Anaíd estaba agotada, arrastraba el cansancio de dos noches sin dormir y la sobreexcitación de un montón de percances. Aunque compartía habitación con Clodia y lo normal hubiera sido charlar un rato antes de dormirse, lo cierto es que se quedó roque nada más rozar la cabeza con la almohada. En cualquier otra circunstancia se hubiera esforzado por permanecer despierta y dar conversación a su compañera, pero Clodia era tan declaradamente hostil que no le apeteció nada fingir una amistad que no deseaba. Tampoco se sintió mal por ello. Por encima de todo necesitaba descansar.
Durmió con un sueño profundo y reparador hasta que, de madrugada, el dolor de su pierna la sumió en un duermevela inquieto. En su pesadilla volvía a chocar contra la invisible barrera de la campana y de nuevo sentía el dolor lacerante, como un cuchillo, desgarrándole la carne. Un golpe brusco en la ventana la despertó. Abrió los ojos desconcertada y vio cómo Clodia saltaba desde el jardín completamente vestida. Su habitación, orientada al sur, se encontraba en el primer piso de una antigua casa a cuatro vientos de gruesos muros. Clodia había trepado por las ramas de un cerezo que crecía en el jardín, junto a su ventana. Despuntaban los primeros rayos de sol y Clodia, habituada a no armar jaleo, se desnudó en silencio y se arrebujó perezosamente entre sus sábanas frescas.
Anaíd no pudo evitar preguntarle:
– ¿Dónde estabas?
Clodia dio un brinco al sentirse descubierta.
– ¿Me estabas espiando?
Anaíd pensó que era una estúpida.
– Me has despertado al entrar.
– ¡Vaya, qué oído más fino tienes!
– ¿Por qué has entrado por la ventana?
– ¿A ti qué te parece? Mi madre no me deja salir.
Anaíd se sintió en la obligación de advertirla:
– Han desangrado a siete chicas como nosotras.
Clodia se rió.
– Y tú te lo has creído.
– Vine huyendo de una Odish.
Pero Clodia no pareció impresionada por la información.
– Eso es lo que te han dicho.
Anaíd no se dejó intimidar por el tonillo de Clodia.
– No soy una chivata, pero tampoco soy idiota. Tenemos que tomar precauciones.
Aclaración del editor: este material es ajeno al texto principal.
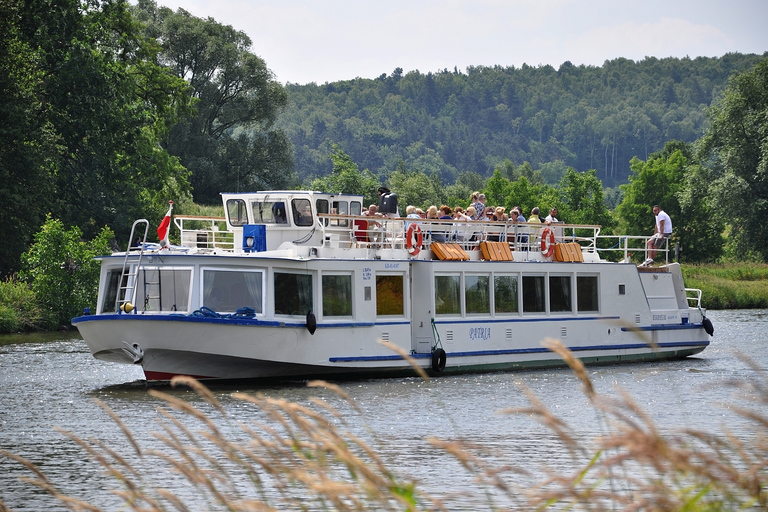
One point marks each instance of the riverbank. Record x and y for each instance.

– ¿Ah sí? ¿Qué precauciones?
– Llevar el escudo y no salir nunca solas.
Clodia pareció molesta.
– ¿Ya lo sabe, verdad?
– ¿El qué?
– Lo del escudo. Mi madre te ha dicho que me vigilaras y que le dijeras cuando me lo quitaba.
– ¿Te lo has quitado?
– No voy a ir todo el día con esa especie de faja ortopédica.
Anaíd podía hacer dos cosas: explicar a Valeria que su hija era una imbécil temeraria o callar. Si callaba, la responsabilidad de lo que Clodia hiciese caería sobre su cabeza. Si hablaba, sería para siempre una odiosa chivata.
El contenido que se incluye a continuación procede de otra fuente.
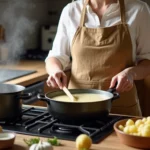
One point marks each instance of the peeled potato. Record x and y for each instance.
(140, 127)
(1, 129)
(83, 141)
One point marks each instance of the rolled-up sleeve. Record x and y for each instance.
(61, 48)
(143, 34)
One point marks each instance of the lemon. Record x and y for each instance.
(83, 141)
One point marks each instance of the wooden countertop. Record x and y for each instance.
(110, 143)
(39, 66)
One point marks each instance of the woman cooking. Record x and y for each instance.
(107, 41)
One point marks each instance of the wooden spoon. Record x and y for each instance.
(69, 94)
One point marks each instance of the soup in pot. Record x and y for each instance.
(84, 97)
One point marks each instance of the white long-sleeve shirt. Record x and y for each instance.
(137, 18)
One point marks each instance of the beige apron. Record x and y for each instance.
(98, 54)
– Está bien. Allá tú -musitó dándose la vuelta e intentando volver a dormirse.
Clodia quiso saber qué significaba ese comentario.
– ¿Vas a dar el parte a las autoridades?
– No.
– ¿Entonces? ¿Qué has querido decir si puede saberse?
– Que si te gusta ser la víctima número ocho es tu problema.
Y Anaíd se dio la vuelta riéndose para sus adentros. Si no la había asustado, al menos le había dado en qué pensar.
Pero Clodia levantó el dedo anular y también le dio la espalda.